This Sunday the New York Times magazine ran a cover story called Understanding the Anxious Mind that cites clinical findings and experts who believe that some infants as young as four months old show signs of anxiety that might foreshadow the nervous, timid, risk-averse adults they will grow into. I’m fascinated by psychological experiments run on children that give us an insight into human intellligence, personality, and self-regulation. I have blogged twice (here and here) about two simple tests you can run on your own child and that experts believe are fairly accurate predictors of future success. The NY Times piece contains a number of interesting nuggets for attentive parents to take note of:
- A number of long-term studies are coming to similar conclusions that temperament is inborn, and that psychologists who run experiments on children are finding what they call a “long shadow of temperament.”
- What kind of experiments can measure anxiety? This one, run on adults, sounds brilliant: subjects were told to look at a computer screen that could be either blue or green. If the screen was blue, then subjects were told they would get a small blast of air directed at their windpipe that would not be painful but perhaps startling. When the screen was green, that was the safe screen and nothing negative would occur. What happened? The easy-going people when viewing the safe green screen relaxed. The anxious people continued to perspire and show signs of concern even when they were looking at the safe screen. Why? Though they were looking at the green, they were still worried that blue was just around the corner and the startling blast of air would soon follow.
- Temperament it turns out tends to be stable, or change very slowly. So, according to longitudinal studies cited by the NYT, if your child is anxiety-ridden (scared of the dark, very shy in social situations, etc) they may or may not continue to be equally anxiety ridden into adulthood, but it is extremely unlikely they will turn into easy-going, risk taking socialites. One long-term study of more than 100 young children, only 3 out of 107 moved from generally anxious to generally easy going, and vice versa. And those classified as very anxious as children were four times as likely to grow into nervous adults.

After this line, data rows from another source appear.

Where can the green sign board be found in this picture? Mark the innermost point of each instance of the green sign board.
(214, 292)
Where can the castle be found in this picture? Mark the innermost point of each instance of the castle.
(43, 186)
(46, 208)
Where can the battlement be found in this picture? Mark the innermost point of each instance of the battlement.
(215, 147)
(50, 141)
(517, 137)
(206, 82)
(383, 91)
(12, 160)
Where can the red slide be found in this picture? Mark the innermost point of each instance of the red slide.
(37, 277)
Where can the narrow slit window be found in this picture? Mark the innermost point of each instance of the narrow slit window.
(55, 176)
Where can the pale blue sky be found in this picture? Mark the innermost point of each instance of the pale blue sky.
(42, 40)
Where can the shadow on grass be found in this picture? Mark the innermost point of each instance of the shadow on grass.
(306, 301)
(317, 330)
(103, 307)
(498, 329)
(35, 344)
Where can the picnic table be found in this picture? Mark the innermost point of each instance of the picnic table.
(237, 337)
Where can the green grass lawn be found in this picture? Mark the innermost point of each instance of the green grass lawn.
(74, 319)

- Anxiety may sound like an undesirable trait, but it isn’t such a bad thing. People who are always scared tend to avoid trouble, and thus stay safe. Easy going kids tend to be relaxed in the face of danger and thus are more likely to get hurt or engage in risky behavior — getting pregnant, jumping into the deep end of the pool without knowing how to swim, etc.

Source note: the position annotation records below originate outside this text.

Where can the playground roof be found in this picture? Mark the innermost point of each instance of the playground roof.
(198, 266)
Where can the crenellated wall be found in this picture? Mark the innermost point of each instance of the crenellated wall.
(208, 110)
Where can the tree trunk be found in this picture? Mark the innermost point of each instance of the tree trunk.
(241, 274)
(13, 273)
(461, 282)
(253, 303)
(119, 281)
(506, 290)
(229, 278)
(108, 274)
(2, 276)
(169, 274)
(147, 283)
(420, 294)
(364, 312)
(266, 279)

This is a parenting blog, and the article has some advice for parents who think they are seeing tendencies in their children. The clinical response there is interesting; It might be better to let kids deal with their fears rather than rush to coddle them at the first sign of trouble. The article says this conclusion is not firm, so if you want to coddle, then coddle. The experts say that parents of anxious children can combat the effects by helping them find things they are good at to build their self confidence.
This all sounds like pretty serious stuff, but I don’t think there is anything here that we parents should lose sleep over. And nobody should rush their four-month-old into therapy.
I used to believe that babies were born as blank slates, but as I have children of my own I have come to change my opinion toward the view that babies are born hardwired with certain tendencies. This notion was borne out for me in a recent This American Life story on the radio called “Switched at Birth.” It was about two mothers living in the same small town who brought the wrong baby home from the hospital and raised those children into their 40s before the truth came out. The amazing thing, the baby born to a devoutly religious, humorless parents but because of the switch was actually raised in a happy-go-lucky household grew up quiet and humorless. And the baby born to the happy-go-lucky parents but raised in the button-up household developed a sense of humor and a sunny outlook. You can listen to the entire story, which is more nuanced and tragic than I am letting on, here.
So what should we take away from such studies? I would say that as a parent, be attentive to your child’s personality traits and provide them the love and guidance that builds their confidence and makes them feel good about themselves. As they grow older, give them responsibility so that they learn to make good decisions on their own when Mom and Dad aren’t watching. That, to me, is what parenting is all about.